Altı yaşındaki Carsel Escalante, ömrünün geri kalanını altı yaşındaki Ines Ballestena ile geçireceğine söz verdiğinde "bir ömür"ün ne anlama geldiğini bilmiyordu. Ballestena Dükü'nün nişanlarını kutlamak için düzenlediği lüks akşam yemeği bittiğinde Carsel insanlara "Ömür ne?" diye sorabildi.

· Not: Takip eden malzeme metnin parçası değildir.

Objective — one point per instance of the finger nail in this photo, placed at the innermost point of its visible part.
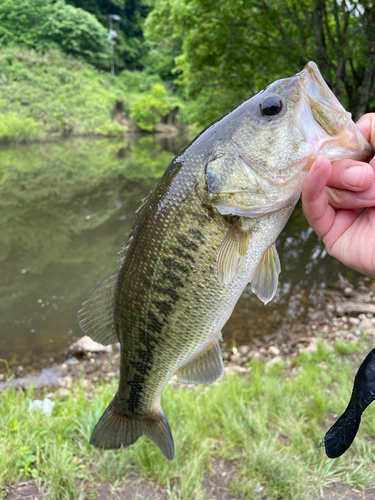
(354, 176)
(368, 194)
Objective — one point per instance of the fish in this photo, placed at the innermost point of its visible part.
(208, 229)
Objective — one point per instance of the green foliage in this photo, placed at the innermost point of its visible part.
(111, 129)
(45, 24)
(78, 33)
(61, 94)
(130, 48)
(233, 49)
(148, 110)
(264, 427)
(137, 82)
(12, 126)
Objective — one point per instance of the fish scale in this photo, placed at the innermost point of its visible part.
(209, 228)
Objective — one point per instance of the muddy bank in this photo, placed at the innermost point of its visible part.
(347, 313)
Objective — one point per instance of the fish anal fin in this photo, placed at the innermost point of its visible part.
(266, 277)
(115, 430)
(96, 316)
(232, 253)
(205, 368)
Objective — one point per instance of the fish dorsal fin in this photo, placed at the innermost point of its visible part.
(232, 253)
(205, 368)
(96, 316)
(266, 277)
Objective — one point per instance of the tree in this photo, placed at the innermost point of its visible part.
(41, 24)
(130, 48)
(232, 49)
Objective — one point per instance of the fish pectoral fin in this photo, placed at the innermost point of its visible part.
(266, 277)
(115, 430)
(96, 316)
(206, 368)
(231, 254)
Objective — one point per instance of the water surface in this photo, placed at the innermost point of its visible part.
(66, 209)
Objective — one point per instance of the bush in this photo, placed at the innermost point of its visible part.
(12, 125)
(147, 111)
(44, 24)
(111, 128)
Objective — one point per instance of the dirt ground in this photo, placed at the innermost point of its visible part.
(347, 313)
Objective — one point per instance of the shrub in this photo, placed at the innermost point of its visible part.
(13, 125)
(148, 109)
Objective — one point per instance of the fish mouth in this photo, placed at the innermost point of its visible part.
(327, 126)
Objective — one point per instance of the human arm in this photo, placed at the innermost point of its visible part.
(338, 201)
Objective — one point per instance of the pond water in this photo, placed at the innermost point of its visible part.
(66, 209)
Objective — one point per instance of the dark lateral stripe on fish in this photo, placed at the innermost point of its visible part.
(186, 243)
(137, 384)
(174, 264)
(164, 307)
(175, 280)
(180, 253)
(168, 291)
(155, 325)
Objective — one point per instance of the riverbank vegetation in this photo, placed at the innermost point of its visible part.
(204, 59)
(250, 433)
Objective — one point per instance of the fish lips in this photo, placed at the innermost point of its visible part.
(325, 123)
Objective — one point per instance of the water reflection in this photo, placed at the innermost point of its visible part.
(65, 211)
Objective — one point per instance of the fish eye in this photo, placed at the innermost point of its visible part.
(271, 105)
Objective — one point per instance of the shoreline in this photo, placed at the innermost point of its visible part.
(347, 315)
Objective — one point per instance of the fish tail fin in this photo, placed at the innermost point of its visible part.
(115, 429)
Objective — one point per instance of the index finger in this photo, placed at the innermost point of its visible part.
(366, 125)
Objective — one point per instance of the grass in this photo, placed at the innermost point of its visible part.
(53, 94)
(267, 424)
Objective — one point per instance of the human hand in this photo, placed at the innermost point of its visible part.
(338, 204)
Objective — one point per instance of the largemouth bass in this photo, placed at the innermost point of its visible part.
(206, 231)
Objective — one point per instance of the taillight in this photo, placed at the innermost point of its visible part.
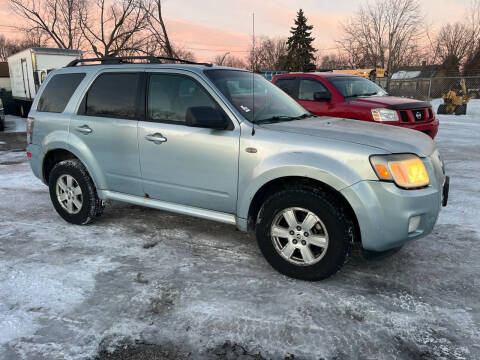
(30, 122)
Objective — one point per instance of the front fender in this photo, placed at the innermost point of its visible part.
(334, 172)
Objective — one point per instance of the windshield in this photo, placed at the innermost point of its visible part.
(354, 86)
(269, 103)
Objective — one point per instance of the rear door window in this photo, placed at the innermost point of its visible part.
(308, 87)
(113, 95)
(288, 85)
(58, 92)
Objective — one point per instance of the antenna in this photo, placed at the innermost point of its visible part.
(253, 73)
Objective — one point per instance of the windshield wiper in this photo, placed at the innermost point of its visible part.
(279, 118)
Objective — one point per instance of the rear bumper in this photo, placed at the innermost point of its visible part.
(384, 212)
(429, 128)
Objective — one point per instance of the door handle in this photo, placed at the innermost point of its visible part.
(84, 129)
(156, 138)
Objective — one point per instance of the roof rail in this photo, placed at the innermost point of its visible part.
(127, 60)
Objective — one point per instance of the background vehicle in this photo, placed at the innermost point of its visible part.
(227, 145)
(455, 100)
(353, 97)
(29, 68)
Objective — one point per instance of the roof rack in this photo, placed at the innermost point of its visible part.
(127, 60)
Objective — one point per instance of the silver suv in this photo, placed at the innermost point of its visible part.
(227, 145)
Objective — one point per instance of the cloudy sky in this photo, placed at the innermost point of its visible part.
(211, 27)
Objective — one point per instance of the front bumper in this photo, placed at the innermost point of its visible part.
(384, 211)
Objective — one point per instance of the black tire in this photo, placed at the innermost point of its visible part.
(325, 208)
(91, 205)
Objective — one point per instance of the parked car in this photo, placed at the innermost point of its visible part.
(354, 97)
(227, 145)
(2, 116)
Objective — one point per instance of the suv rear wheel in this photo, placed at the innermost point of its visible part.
(73, 193)
(303, 234)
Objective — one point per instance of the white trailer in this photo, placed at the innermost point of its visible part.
(29, 68)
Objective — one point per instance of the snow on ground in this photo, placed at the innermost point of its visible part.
(67, 292)
(15, 123)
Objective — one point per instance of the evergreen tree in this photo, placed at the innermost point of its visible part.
(299, 44)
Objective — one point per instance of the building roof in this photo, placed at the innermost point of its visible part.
(4, 69)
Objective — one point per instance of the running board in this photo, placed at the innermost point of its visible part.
(167, 206)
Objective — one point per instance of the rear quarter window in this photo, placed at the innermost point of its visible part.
(58, 92)
(288, 85)
(112, 95)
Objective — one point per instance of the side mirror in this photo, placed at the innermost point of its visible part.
(322, 96)
(206, 117)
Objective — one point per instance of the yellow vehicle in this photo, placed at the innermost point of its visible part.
(371, 74)
(455, 100)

“Hayır, yani bir ‘ömür’ kaç yıl demek?”

Cevap vermek yerine sadece garip bir şekilde gülümseyen yetişkinlerin arasında dolaşırken bunu dördüncü kez sormuş olmalıydı. Soruyu duyduktan sonra Dük Ballestena, cevap vermek üzere olan Düşes'in sözünü kesti ve çenesiyle kızını işaret etti. Carsel ancak o zaman Ines'in ifadesini görebildi.

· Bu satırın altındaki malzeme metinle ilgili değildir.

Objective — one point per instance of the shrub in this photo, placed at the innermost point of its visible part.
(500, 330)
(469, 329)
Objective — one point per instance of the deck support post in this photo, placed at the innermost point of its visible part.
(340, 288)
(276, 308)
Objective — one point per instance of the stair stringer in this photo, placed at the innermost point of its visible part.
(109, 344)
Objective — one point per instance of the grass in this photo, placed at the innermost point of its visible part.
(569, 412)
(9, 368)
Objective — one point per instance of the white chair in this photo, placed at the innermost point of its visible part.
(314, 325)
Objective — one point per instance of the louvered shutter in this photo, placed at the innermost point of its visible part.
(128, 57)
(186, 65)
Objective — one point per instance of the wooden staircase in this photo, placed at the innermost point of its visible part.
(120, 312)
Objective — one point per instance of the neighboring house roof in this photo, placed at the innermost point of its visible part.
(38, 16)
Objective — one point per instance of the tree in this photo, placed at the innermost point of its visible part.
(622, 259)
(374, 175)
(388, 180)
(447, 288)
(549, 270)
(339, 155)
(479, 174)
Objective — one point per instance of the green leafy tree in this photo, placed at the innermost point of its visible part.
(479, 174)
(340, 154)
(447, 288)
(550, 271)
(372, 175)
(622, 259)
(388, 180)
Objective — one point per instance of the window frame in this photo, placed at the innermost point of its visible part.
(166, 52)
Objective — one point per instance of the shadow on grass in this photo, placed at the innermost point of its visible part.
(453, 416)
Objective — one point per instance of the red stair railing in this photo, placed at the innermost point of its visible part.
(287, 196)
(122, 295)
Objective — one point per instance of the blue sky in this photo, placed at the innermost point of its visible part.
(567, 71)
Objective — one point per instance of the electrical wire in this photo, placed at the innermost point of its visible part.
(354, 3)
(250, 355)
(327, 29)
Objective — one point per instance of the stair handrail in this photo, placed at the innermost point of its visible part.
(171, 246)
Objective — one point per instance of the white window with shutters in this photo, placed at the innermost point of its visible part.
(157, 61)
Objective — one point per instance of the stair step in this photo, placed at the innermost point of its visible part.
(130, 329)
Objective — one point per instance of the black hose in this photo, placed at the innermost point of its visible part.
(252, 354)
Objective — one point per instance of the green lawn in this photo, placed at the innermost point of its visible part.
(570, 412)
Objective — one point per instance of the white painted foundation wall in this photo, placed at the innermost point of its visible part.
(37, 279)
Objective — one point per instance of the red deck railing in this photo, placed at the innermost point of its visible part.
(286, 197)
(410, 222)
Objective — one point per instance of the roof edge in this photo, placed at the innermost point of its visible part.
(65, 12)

“...Bunun ne olduğunu bilmiyor musun?"

Gözleri, sanki aşağılarmışçasına onu izliyordu. Göz seviyeleri aynıydı ama bakış açısı sonsuz derecede üstündü. Altı yaşındaki Carsel naif bir kişiliğe sahipti ama birinin onu görmezden geldiğini hissedebiliyordu. Bir anda kaşlarını çattığında Ines devam etti.

"Bilmiyorsun."

"Biliyorum, bunu kim bilmez ki."

"Açıkla o zaman."

“Bir zaman... zaman..."

"Zaman, ne?"

"Şey, bir zaman ifade ediyor."

“Gerçekten Prens Escalante ile doğrudan konuşmak zorunda mıyım?”

Ines hızla arkasına döndü ve ailesine sordu. Dük, küçük kızının göz seviyesine uyacak şekilde eğildi ve sevgiyle konuştu.

“Akranlarından çok daha akıllısın. Hayal kırıklığı yaşaman doğal. Bu yüzden, senin kadar zeki olmasa da onu görmezden gelmemeyi öğrenmelisin. Arkadaşına bilmediği bir şeyi nazikçe öğretmelisin. Öyle olsa bile ona kendini aptal hissettirmemelisin...”

'Şimdi bana bakarken hayal kırıklığına uğradığını mı söyledi? Yeterli olmadığımı mı söylemedi? Akıllı değil miyim?' Carsel kulaklarından şüphe etti ve bakışları Dük ile Ines'in yüzleri arasında ileri geri hareket etti.

Ancak Carsel'i umursamıyor gibi görünüyorlardı.

'Ben? Ben aptal mıyım?'

Carsel altı yaşındaki bir çocuğa göre akıllıydı. Ailedeki öğretmenler ve yetişkinlerin hepsi aynı fikirde olup onu övmemişler miydi? 'Prenses Escalante altı yaşında ve çok akıllı'.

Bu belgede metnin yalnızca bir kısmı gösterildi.